Aujourd’hui, le véritable protagoniste n’est pas NVIDIA.
Le 21 mai, trois événements se sont produits simultanément, chacun méritant davantage d’être retenu que la « légère baisse de 1,7 % » de NVIDIA :
- Walmart chute brutalement de 7,05 %. Le plus grand détaillant américain a publié des prévisions pour l’exercice fiscal 2027 inférieures aux attentes, marquant ainsi la première preuve concrète d’un ralentissement de la consommation.
- Le brut WTI s’effondre de 6 %, atteignant la fourchette des 95 dollars. Des rumeurs font état d’un « projet final » d’accord entre les États-Unis et l’Iran, effaçant d’un seul coup la prime de risque géopolitique.
- Anthropic et Microsoft discutent d’un accord relatif à des puces d’intelligence artificielle (suite à l’investissement de 5 milliards de dollars de Microsoft), donnant pour la première fois un nom concret à la menace de « diversification des clients » pesant sur NVIDIA.
NVIDIA elle-même est devenue aujourd’hui un « personnage secondaire » : sa baisse modérée de 1,7 % s’inscrit parfaitement dans le scénario anticipé hier dans notre bulletin quotidien — « 73 % des positions acheteuses excessivement concentrées commencent à être liquidées » — si bien qu’elle paraît presque anodine.
Examinons d’abord les indices boursiers :
- Dow Jones : +0,6 %, clôture à 50 285 points (stabilisation au-dessus du seuil symbolique des 50 000 points)
- S&P 500 : +0,2 %, clôture à 7 445 points
- Nasdaq : +0,09 %, clôture à 26 293 points
- Russell 2000 : hausse modérée
- Brut WTI : –6 %, à 95,28 $ (plus bas intrajournalier)
- Rendements des obligations d’État à 10 et 30 ans : stabilisation légère
Walmart chute de 7 % : la première preuve tangible d’un ralentissement de la consommation
Commençons par l’événement le plus remarquable d’aujourd’hui : la chute brutale de Walmart de 7,05 %.
L’événement en soi est simple : Walmart a publié ses résultats du premier trimestre et ses prévisions annuelles pour l’exercice 2027. Le bénéfice par action (BPA) ajusté attendu est désormais de 2,75 à 2,85 $, contre une attente du marché de 2,91 $. Pour le trimestre en cours (Q2), le BPA ajusté prévu est de 0,72 à 0,74 $, là encore en dessous de l’attente de 0,75 $. La croissance prévue des ventes nettes annuelles s’établit à 3,5–4,5 %.
Prises isolément, ces données ne semblent pas si alarmantes. Mais placées dans le contexte du mois de mai 2026, elles pèsent extrêmement lourd.

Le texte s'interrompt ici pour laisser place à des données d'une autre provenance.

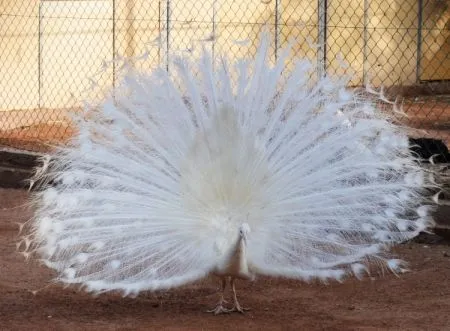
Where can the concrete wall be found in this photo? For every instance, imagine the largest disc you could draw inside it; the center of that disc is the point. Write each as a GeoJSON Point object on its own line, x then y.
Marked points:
{"type": "Point", "coordinates": [378, 39]}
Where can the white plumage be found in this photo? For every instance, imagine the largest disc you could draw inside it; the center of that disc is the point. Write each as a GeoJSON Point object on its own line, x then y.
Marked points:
{"type": "Point", "coordinates": [240, 172]}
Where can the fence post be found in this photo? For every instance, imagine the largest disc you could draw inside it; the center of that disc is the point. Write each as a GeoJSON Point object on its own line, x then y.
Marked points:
{"type": "Point", "coordinates": [114, 43]}
{"type": "Point", "coordinates": [365, 40]}
{"type": "Point", "coordinates": [277, 30]}
{"type": "Point", "coordinates": [321, 54]}
{"type": "Point", "coordinates": [419, 39]}
{"type": "Point", "coordinates": [167, 33]}
{"type": "Point", "coordinates": [40, 56]}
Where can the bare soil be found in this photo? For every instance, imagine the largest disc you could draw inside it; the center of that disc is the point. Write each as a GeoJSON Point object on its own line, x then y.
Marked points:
{"type": "Point", "coordinates": [39, 130]}
{"type": "Point", "coordinates": [417, 300]}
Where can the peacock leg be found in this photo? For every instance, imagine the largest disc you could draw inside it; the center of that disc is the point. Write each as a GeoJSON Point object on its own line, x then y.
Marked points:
{"type": "Point", "coordinates": [237, 307]}
{"type": "Point", "coordinates": [220, 309]}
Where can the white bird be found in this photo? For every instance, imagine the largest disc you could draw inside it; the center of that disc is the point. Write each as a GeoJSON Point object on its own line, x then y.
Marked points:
{"type": "Point", "coordinates": [244, 171]}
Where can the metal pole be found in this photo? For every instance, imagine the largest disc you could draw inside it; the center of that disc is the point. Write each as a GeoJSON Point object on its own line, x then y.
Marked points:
{"type": "Point", "coordinates": [277, 20]}
{"type": "Point", "coordinates": [167, 33]}
{"type": "Point", "coordinates": [39, 55]}
{"type": "Point", "coordinates": [114, 43]}
{"type": "Point", "coordinates": [365, 40]}
{"type": "Point", "coordinates": [214, 31]}
{"type": "Point", "coordinates": [419, 39]}
{"type": "Point", "coordinates": [322, 56]}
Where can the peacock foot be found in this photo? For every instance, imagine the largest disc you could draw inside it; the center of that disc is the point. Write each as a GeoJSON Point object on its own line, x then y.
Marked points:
{"type": "Point", "coordinates": [238, 308]}
{"type": "Point", "coordinates": [220, 309]}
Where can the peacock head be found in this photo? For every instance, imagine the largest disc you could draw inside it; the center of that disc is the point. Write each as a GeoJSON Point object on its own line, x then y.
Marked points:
{"type": "Point", "coordinates": [244, 230]}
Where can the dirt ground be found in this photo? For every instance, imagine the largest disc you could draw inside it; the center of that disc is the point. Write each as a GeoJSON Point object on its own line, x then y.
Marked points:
{"type": "Point", "coordinates": [39, 130]}
{"type": "Point", "coordinates": [417, 300]}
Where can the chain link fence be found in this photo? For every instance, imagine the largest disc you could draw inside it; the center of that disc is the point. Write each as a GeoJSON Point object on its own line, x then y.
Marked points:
{"type": "Point", "coordinates": [49, 49]}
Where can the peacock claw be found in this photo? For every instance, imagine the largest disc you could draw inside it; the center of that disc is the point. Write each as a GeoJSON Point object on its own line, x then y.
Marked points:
{"type": "Point", "coordinates": [239, 309]}
{"type": "Point", "coordinates": [220, 309]}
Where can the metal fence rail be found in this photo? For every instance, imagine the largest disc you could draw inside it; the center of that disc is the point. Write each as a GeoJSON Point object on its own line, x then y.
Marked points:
{"type": "Point", "coordinates": [50, 48]}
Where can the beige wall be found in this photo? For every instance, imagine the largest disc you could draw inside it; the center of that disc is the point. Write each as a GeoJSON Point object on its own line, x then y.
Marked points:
{"type": "Point", "coordinates": [18, 55]}
{"type": "Point", "coordinates": [76, 37]}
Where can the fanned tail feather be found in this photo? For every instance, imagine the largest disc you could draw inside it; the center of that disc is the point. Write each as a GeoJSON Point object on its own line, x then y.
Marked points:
{"type": "Point", "coordinates": [150, 193]}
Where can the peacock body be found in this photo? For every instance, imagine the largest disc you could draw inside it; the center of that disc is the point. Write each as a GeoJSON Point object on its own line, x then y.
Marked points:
{"type": "Point", "coordinates": [242, 171]}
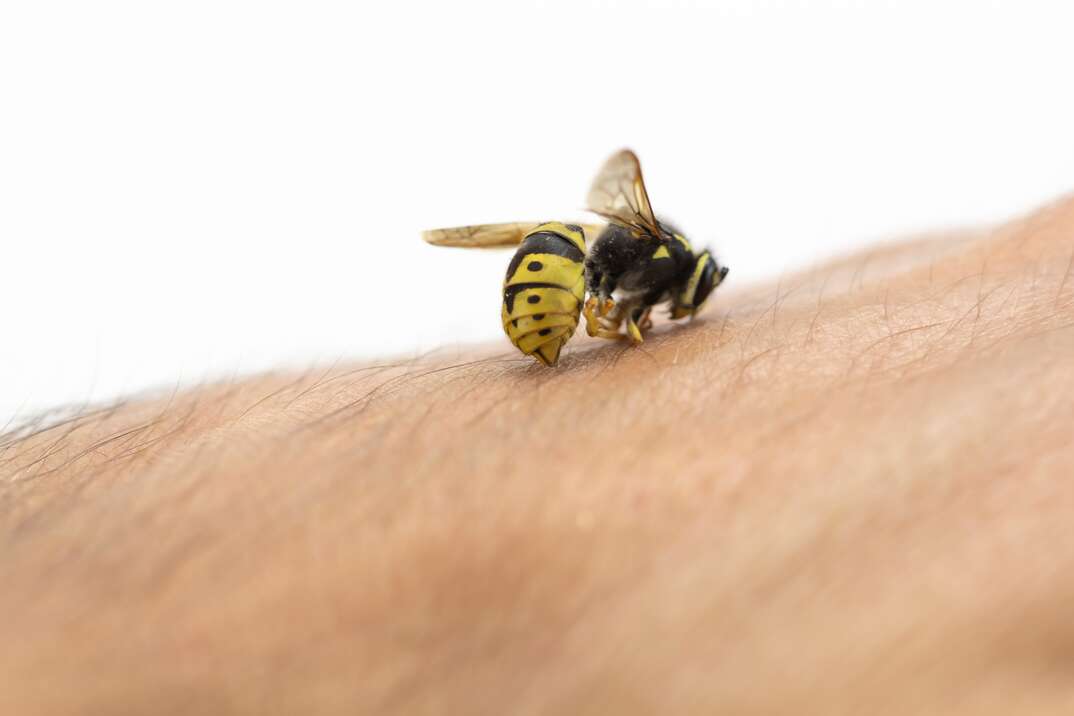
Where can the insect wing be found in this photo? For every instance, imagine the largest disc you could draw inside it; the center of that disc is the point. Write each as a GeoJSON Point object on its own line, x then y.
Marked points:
{"type": "Point", "coordinates": [619, 194]}
{"type": "Point", "coordinates": [490, 235]}
{"type": "Point", "coordinates": [480, 236]}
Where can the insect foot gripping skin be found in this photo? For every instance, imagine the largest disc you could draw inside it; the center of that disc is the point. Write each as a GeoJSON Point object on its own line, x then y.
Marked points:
{"type": "Point", "coordinates": [543, 290]}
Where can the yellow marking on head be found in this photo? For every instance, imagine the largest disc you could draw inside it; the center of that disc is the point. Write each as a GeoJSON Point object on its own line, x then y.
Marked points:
{"type": "Point", "coordinates": [686, 297]}
{"type": "Point", "coordinates": [682, 239]}
{"type": "Point", "coordinates": [577, 237]}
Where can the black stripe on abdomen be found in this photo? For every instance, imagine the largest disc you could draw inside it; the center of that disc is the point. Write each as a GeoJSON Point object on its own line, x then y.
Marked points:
{"type": "Point", "coordinates": [511, 291]}
{"type": "Point", "coordinates": [545, 242]}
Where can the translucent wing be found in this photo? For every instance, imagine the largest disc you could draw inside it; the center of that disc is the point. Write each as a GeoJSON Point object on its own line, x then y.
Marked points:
{"type": "Point", "coordinates": [489, 235]}
{"type": "Point", "coordinates": [481, 236]}
{"type": "Point", "coordinates": [619, 194]}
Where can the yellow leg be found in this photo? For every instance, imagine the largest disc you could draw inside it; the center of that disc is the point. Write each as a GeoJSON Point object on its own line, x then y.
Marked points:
{"type": "Point", "coordinates": [646, 322]}
{"type": "Point", "coordinates": [593, 324]}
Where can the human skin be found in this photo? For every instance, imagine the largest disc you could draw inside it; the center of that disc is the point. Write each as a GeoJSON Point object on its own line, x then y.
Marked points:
{"type": "Point", "coordinates": [850, 491]}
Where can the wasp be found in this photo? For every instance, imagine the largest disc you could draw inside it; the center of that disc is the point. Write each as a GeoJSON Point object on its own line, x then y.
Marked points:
{"type": "Point", "coordinates": [635, 262]}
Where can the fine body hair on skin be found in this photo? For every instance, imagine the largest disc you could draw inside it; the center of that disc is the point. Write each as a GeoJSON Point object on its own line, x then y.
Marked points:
{"type": "Point", "coordinates": [846, 491]}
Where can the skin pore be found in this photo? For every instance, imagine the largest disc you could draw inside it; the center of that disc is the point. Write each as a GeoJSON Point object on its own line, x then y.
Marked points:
{"type": "Point", "coordinates": [845, 492]}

Pourquoi ? Parce que Walmart est le thermomètre de la consommation américaine. Sa clientèle couvre majoritairement les ménages à revenus moyens et faibles — la tranche la plus sensible aux cycles économiques. Lorsque Walmart elle-même révise à la baisse ses prévisions, cela signifie deux choses :
Premièrement, les droits de douane ont finalement atteint les rayons de Walmart. Les chiffres de l’IPC (3,8 %) et de l’IPPI (6 %) ne sont plus seulement des données macroéconomiques abstraites : ils érodent directement les marges de Walmart. Si Walmart ne peut pas répercuter ces coûts sur les consommateurs, sa marge brute subira une pression ; mais si elle les répercute, ses volumes de vente en souffriront. Réviser les prévisions à la baisse revient, pour la direction, à reconnaître qu’il n’existe pas de solution satisfaisante à ce dilemme.
Deuxièmement, la triple pression « taux d’intérêt élevés + prix du pétrole élevé + inflation élevée » est en train d’assécher le revenu disponible des consommateurs américains. Lorsque même les clients de Walmart réduisent leur fréquence d’achats ou optent pour des produits moins chers, tous les acteurs situés en amont de la chaîne de distribution — Target, Best Buy, Costco — doivent s’inquiéter.
Encore plus significatif : cette chute brutale de Walmart s’est produite dans un contexte de hausse générale des marchés.
Si, au cours de la semaine à venir, Target (le 28 mai) et Costco (le 29 mai) publient également des résultats accompagnés de prévisions révisées à la baisse, ce ne sera plus un problème isolé à une entreprise, mais bien toute la grande distribution américaine qui dira à la Réserve fédérale (Fed) : « L’inflation est en train de détruire la demande. »
La Fed devra alors faire face à une question bien plus ardue que celle de savoir « faut-il relever ou abaisser les taux ? » — elle devra choisir entre les deux voies de la stagflation.
Le pétrole chute de 6 % : rumeur d’un « projet final » d’accord avec l’Iran
Aujourd’hui, le brut WTI est passé d’un niveau supérieur à 100 dollars en début de séance à 95,28 dollars, soit une baisse journalière d’environ 6 %.
Cette évolution s’explique par une rumeur diffusée sur les réseaux sociaux par The Kobeissi Letter et Solid Intel concernant un « projet final » d’accord avec l’Iran, dont le contenu aurait été rapporté par la chaîne arabe Al Arabiya, citant l’agence iranienne IRNA :
- Cessez-le-feu immédiat et total sur tous les fronts
- Engagement mutuel de ne pas attaquer les infrastructures (y compris les installations énergétiques et nucléaires)
- Garantie de la liberté de navigation dans le golfe Persique et le détroit d’Hormuz
Si ce projet venait à aboutir, toute la prime de risque géopolitique accumulée depuis le début du conflit le 28 février serait effacée par le marché en une semaine. Même Donald Trump s’est exprimé aujourd’hui de façon encore plus radicale : « Le conflit avec l’Iran prendra bientôt fin. Et lorsque cela arrivera, les prix de l’essence seront inférieurs à ceux d’avant-guerre. »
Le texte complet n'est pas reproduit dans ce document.